Many chemical models of dense interstellar clouds predict that the majority of gas-phase elemental nitrogen should be present as N ₂, with an abundance approximately five orders of magnitude less ...than that of hydrogen. As a homonuclear diatomic molecule, N ₂ is difficult to detect spectroscopically through infrared or millimeter-wavelength transitions. Therefore, its abundance is often inferred indirectly through its reaction product N ₂H ⁺. Two main formation mechanisms, each involving two radical-radical reactions, are the source of N ₂ in such environments. Here we report measurements of the low temperature rate constants for one of these processes, the N + CN reaction, down to 56 K. The measured rate constants for this reaction, and those recently determined for two other reactions implicated in N ₂ formation, are tested using a gas-grain model employing a critically evaluated chemical network.

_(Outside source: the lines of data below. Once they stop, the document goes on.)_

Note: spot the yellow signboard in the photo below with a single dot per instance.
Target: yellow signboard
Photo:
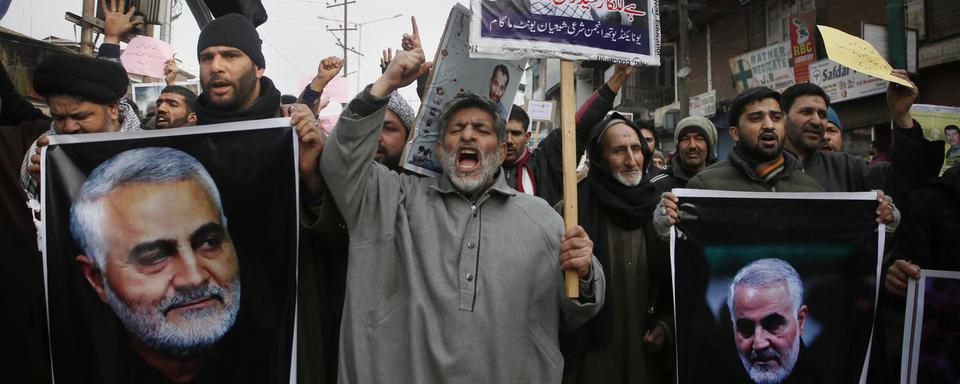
(857, 54)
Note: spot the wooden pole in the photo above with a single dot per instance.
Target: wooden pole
(568, 122)
(536, 132)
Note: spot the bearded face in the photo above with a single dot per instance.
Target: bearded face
(470, 151)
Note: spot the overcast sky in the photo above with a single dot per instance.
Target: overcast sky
(294, 39)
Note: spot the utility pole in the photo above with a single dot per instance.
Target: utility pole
(683, 60)
(343, 28)
(86, 30)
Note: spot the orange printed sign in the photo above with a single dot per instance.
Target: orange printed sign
(803, 44)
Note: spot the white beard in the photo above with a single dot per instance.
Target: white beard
(195, 332)
(777, 375)
(489, 164)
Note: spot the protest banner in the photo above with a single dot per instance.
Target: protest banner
(622, 31)
(933, 119)
(803, 44)
(857, 54)
(146, 56)
(876, 35)
(454, 73)
(930, 343)
(842, 83)
(171, 255)
(777, 282)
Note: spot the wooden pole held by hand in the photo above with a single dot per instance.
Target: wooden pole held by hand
(568, 122)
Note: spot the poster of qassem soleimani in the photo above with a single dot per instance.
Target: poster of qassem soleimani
(170, 255)
(774, 287)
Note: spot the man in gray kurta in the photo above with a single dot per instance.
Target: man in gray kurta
(454, 279)
(625, 342)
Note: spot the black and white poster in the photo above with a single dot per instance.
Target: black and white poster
(170, 256)
(931, 331)
(774, 287)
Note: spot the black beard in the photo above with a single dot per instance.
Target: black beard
(244, 87)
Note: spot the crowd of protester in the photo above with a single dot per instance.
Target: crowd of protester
(382, 230)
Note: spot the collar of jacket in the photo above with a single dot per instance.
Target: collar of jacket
(816, 155)
(445, 186)
(790, 165)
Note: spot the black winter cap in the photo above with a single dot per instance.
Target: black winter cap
(233, 30)
(92, 79)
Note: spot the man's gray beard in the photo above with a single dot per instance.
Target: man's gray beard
(203, 328)
(489, 164)
(626, 180)
(773, 376)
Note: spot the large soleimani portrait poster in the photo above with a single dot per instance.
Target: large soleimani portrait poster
(171, 255)
(775, 287)
(455, 73)
(931, 330)
(622, 31)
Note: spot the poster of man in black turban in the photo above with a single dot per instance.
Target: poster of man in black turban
(774, 287)
(170, 256)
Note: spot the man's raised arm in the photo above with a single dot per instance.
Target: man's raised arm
(347, 160)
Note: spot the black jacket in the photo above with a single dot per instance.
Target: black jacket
(931, 223)
(914, 160)
(546, 161)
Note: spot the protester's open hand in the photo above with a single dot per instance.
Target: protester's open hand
(385, 60)
(403, 70)
(170, 71)
(328, 69)
(884, 209)
(34, 167)
(655, 338)
(897, 275)
(576, 251)
(409, 41)
(311, 140)
(900, 98)
(117, 23)
(670, 207)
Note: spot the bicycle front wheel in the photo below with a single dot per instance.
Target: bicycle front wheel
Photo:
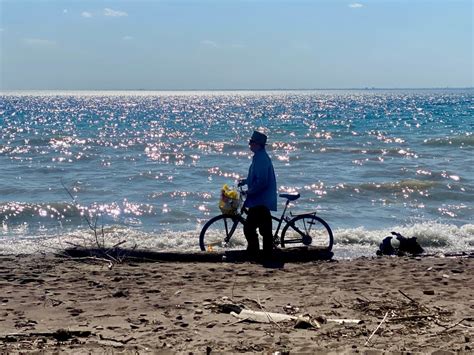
(307, 229)
(217, 233)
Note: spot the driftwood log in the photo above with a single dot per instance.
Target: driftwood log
(298, 254)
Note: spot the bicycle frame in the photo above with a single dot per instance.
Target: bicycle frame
(283, 218)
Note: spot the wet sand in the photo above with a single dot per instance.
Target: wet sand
(59, 304)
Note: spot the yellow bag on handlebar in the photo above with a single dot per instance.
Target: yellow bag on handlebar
(230, 200)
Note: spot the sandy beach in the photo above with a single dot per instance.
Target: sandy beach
(416, 305)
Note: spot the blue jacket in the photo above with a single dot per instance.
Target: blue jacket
(261, 182)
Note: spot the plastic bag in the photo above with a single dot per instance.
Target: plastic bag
(230, 200)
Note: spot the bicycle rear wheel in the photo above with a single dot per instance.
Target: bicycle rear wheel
(307, 229)
(217, 232)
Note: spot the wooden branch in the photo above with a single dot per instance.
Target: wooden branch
(412, 317)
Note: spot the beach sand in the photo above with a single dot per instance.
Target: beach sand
(78, 306)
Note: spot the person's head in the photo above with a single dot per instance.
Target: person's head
(257, 141)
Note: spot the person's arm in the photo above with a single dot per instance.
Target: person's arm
(260, 176)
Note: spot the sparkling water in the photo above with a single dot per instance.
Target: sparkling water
(148, 166)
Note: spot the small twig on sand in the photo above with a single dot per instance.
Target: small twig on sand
(375, 331)
(404, 294)
(232, 292)
(420, 316)
(452, 326)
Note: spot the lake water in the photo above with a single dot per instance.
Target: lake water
(150, 165)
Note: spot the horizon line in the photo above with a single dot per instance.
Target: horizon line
(260, 89)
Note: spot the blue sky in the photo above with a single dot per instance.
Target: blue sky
(231, 44)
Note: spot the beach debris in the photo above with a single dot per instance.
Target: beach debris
(406, 246)
(375, 331)
(305, 322)
(345, 321)
(300, 322)
(263, 317)
(59, 335)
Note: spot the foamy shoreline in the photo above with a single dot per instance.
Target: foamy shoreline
(169, 306)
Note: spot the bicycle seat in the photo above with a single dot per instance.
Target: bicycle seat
(290, 197)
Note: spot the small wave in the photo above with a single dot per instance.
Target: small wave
(445, 237)
(351, 242)
(411, 184)
(20, 212)
(460, 141)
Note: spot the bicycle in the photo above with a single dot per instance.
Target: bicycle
(299, 229)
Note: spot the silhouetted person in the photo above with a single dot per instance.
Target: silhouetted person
(261, 198)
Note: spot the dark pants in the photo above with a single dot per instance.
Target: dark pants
(259, 217)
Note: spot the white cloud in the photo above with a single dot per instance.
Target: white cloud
(38, 42)
(209, 43)
(114, 13)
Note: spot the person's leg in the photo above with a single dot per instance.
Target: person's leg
(250, 231)
(266, 232)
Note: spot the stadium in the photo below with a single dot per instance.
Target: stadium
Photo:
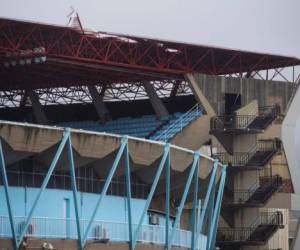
(110, 141)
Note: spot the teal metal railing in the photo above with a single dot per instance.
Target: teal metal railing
(45, 227)
(176, 126)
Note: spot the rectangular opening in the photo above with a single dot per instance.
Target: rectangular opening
(232, 102)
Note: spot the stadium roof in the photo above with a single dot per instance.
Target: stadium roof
(76, 57)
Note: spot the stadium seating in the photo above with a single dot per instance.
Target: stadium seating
(147, 126)
(139, 127)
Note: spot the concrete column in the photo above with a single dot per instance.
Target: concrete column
(37, 108)
(100, 106)
(200, 97)
(156, 102)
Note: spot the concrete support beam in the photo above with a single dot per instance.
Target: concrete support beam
(100, 106)
(37, 108)
(156, 102)
(200, 97)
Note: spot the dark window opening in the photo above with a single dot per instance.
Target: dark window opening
(232, 102)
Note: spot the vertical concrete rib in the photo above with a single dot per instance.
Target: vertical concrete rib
(156, 102)
(100, 106)
(38, 111)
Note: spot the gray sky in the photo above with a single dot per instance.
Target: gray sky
(257, 25)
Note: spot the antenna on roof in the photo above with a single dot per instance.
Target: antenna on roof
(74, 20)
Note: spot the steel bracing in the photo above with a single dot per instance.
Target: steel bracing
(211, 204)
(80, 94)
(70, 56)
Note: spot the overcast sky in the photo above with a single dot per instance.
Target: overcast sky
(258, 25)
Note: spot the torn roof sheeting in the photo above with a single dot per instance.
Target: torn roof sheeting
(22, 140)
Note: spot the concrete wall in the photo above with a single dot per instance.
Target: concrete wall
(51, 205)
(265, 92)
(6, 244)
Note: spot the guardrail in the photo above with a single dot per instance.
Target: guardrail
(262, 190)
(242, 158)
(44, 227)
(179, 124)
(227, 122)
(243, 234)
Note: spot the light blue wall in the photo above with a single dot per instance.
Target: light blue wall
(113, 208)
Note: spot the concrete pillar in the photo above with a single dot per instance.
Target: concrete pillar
(37, 108)
(156, 102)
(100, 106)
(200, 97)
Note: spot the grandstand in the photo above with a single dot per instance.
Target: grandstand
(111, 141)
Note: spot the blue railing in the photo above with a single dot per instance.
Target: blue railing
(177, 125)
(44, 227)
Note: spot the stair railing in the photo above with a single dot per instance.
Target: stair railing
(242, 196)
(242, 234)
(179, 123)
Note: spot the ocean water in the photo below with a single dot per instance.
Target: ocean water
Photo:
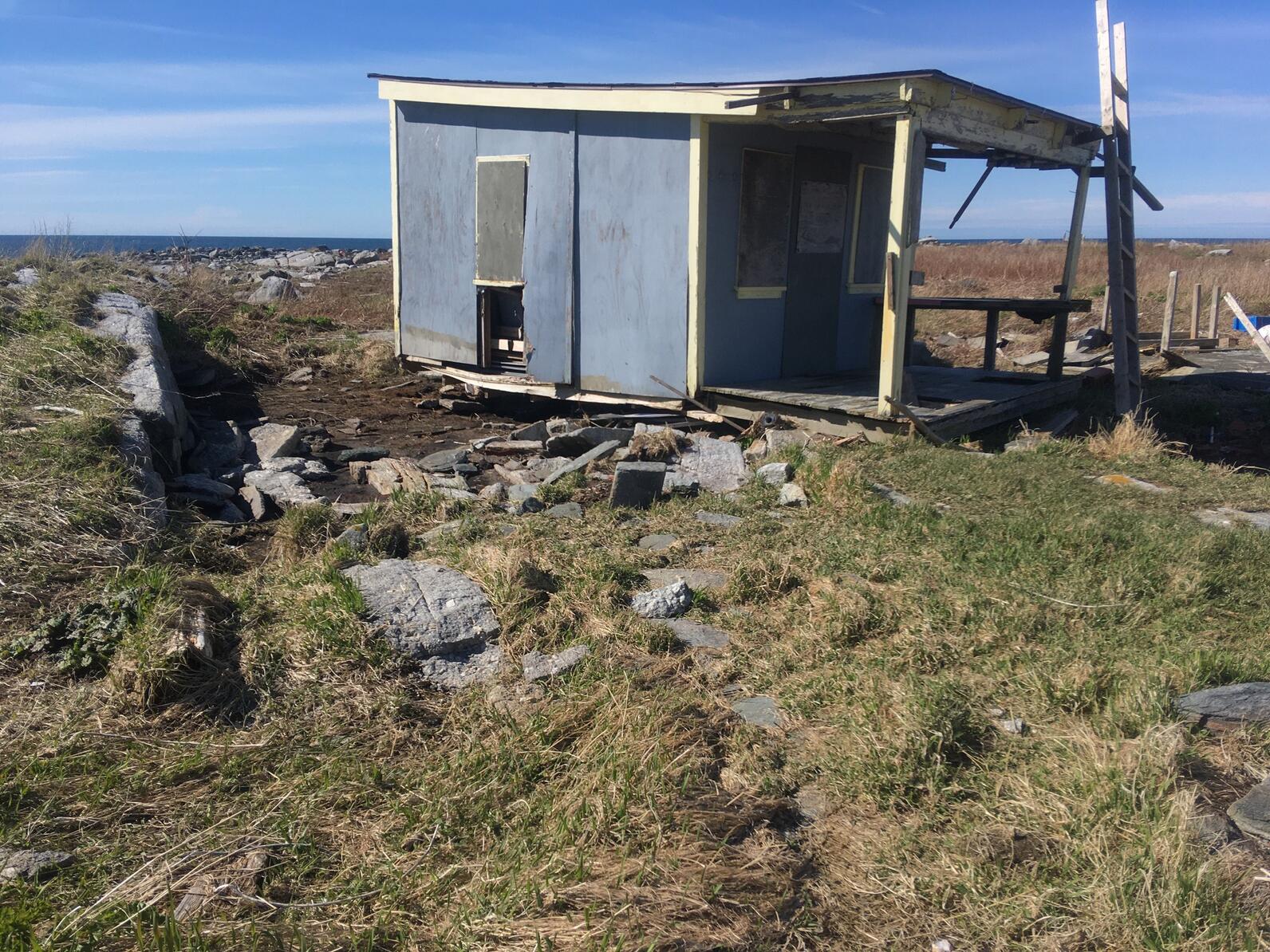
(94, 244)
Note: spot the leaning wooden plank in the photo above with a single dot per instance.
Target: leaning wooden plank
(1166, 336)
(1248, 325)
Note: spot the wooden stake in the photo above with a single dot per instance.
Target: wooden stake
(1248, 325)
(1166, 332)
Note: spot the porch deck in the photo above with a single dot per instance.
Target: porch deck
(952, 401)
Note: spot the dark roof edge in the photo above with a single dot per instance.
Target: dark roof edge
(757, 84)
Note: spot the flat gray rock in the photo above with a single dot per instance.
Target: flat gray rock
(274, 439)
(691, 634)
(426, 609)
(720, 519)
(1251, 812)
(696, 579)
(1227, 706)
(761, 711)
(775, 474)
(669, 602)
(718, 466)
(538, 667)
(463, 669)
(32, 863)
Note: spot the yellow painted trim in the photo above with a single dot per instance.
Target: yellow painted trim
(696, 102)
(899, 264)
(396, 233)
(699, 178)
(855, 226)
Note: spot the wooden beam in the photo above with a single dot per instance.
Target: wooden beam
(909, 152)
(1248, 325)
(699, 178)
(1166, 332)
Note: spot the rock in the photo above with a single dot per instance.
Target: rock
(775, 474)
(791, 494)
(258, 504)
(286, 489)
(719, 466)
(463, 669)
(1119, 478)
(893, 495)
(426, 609)
(538, 667)
(493, 493)
(1229, 518)
(1227, 706)
(680, 484)
(148, 379)
(585, 439)
(463, 407)
(32, 864)
(582, 462)
(1251, 812)
(669, 602)
(444, 460)
(274, 289)
(446, 529)
(759, 711)
(199, 485)
(274, 439)
(696, 579)
(637, 484)
(720, 519)
(361, 454)
(223, 446)
(694, 635)
(1012, 725)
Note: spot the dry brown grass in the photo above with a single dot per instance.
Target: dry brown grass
(1033, 270)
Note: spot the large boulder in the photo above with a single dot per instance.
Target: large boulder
(424, 609)
(1227, 706)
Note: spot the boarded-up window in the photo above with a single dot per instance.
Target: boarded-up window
(873, 214)
(822, 218)
(763, 239)
(501, 184)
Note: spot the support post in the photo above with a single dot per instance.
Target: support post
(396, 233)
(1072, 263)
(989, 340)
(909, 156)
(699, 158)
(1166, 330)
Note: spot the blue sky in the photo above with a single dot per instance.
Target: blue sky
(255, 118)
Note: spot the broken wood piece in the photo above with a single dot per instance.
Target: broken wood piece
(1244, 323)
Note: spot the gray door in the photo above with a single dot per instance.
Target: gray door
(818, 234)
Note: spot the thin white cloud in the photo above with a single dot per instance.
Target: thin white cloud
(28, 131)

We show that the amount of interstellar nitrogen present as N ₂ depends on the competition between its gas-phase formation and the depletion of atomic nitrogen onto grains. As the reactions controlling N ₂ formation are inefficient, we argue that N ₂ does not represent the main reservoir species for interstellar nitrogen. Instead, elevated abundances of more labile forms of nitrogen such as NH ₃ should be present on interstellar ices, promoting the eventual formation of nitrogen-bearing organic molecules.